I wanted to add logging slow / long-running queries without having to log every single query,
so I made a patch to do it.  But there are a lot of implementation questions and some general
design questions about the jdbcLogger.

1) I added a property to control the logging threshold - seems like these should go in Constants,
but there was already a property defined in JdbcAdapter where I was working, so I just put
it there.  Also, I'm not sure what the property naming conventions are exactly.  I called
it "cayenne.server.query_execution_time_logging_threshold"
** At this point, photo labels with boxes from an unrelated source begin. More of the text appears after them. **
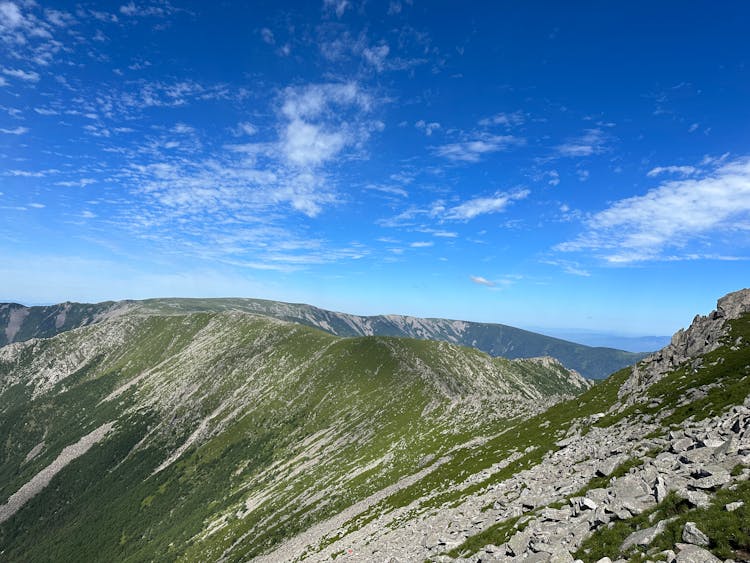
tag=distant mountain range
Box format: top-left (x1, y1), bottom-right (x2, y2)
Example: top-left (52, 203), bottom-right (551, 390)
top-left (0, 301), bottom-right (592, 562)
top-left (0, 290), bottom-right (750, 563)
top-left (0, 299), bottom-right (646, 379)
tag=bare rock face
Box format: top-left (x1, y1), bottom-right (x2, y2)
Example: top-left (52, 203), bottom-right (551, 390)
top-left (619, 289), bottom-right (750, 400)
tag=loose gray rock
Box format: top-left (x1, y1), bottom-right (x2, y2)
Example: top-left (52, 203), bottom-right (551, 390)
top-left (676, 543), bottom-right (721, 563)
top-left (682, 522), bottom-right (708, 546)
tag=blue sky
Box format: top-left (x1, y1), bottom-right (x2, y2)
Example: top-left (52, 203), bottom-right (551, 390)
top-left (0, 0), bottom-right (750, 335)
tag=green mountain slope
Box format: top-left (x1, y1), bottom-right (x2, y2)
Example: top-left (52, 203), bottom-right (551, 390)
top-left (0, 308), bottom-right (590, 561)
top-left (0, 299), bottom-right (646, 379)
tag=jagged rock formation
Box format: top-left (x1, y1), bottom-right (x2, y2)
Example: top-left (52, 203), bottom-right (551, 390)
top-left (0, 290), bottom-right (750, 563)
top-left (619, 289), bottom-right (750, 400)
top-left (0, 299), bottom-right (646, 379)
top-left (0, 309), bottom-right (591, 561)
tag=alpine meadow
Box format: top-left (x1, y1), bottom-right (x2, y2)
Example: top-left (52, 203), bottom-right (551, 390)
top-left (0, 0), bottom-right (750, 563)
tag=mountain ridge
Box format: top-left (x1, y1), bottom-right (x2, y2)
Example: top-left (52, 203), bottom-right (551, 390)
top-left (0, 298), bottom-right (647, 379)
top-left (0, 290), bottom-right (750, 563)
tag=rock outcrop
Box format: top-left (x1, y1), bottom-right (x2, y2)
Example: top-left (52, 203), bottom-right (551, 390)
top-left (619, 289), bottom-right (750, 402)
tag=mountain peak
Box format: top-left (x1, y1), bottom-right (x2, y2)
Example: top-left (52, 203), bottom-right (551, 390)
top-left (619, 289), bottom-right (750, 402)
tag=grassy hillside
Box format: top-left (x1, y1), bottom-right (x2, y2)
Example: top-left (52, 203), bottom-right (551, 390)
top-left (0, 299), bottom-right (645, 379)
top-left (0, 312), bottom-right (588, 561)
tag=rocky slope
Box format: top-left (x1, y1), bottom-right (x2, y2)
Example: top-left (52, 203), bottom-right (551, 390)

2) For the JdbcLogger, currently all the messages are at the INFO level.  I can't add this
new logging with that level because then you wouldn't be able to see just the long-running
queries, you would still see all or none.  So I added generic "warn" method that uses the
WARN level.  But I wonder if a more semantic method would be better, like "logLongQuery" or
something.  Also, I wonder if it would be better to push the existing SQL logging down to
the debug level and leave the connection opening at the INFO level so you could just see those
logs (which is something I have wanted).

3) I am logging only the SQL string and not the parameters because there wasn't any easy way
to access the params from the logger.  Ideally the params would be logged also.

4) In Project Wonder some functionality like this exists, but it allows you to pair log levels
with query running times, so you could log at the WARN level for queries longer than one second
and log at the ERROR level for queries longer than five seconds.  I don't think this is very
important as it complicates the property API, but I thought I would throw out the idea.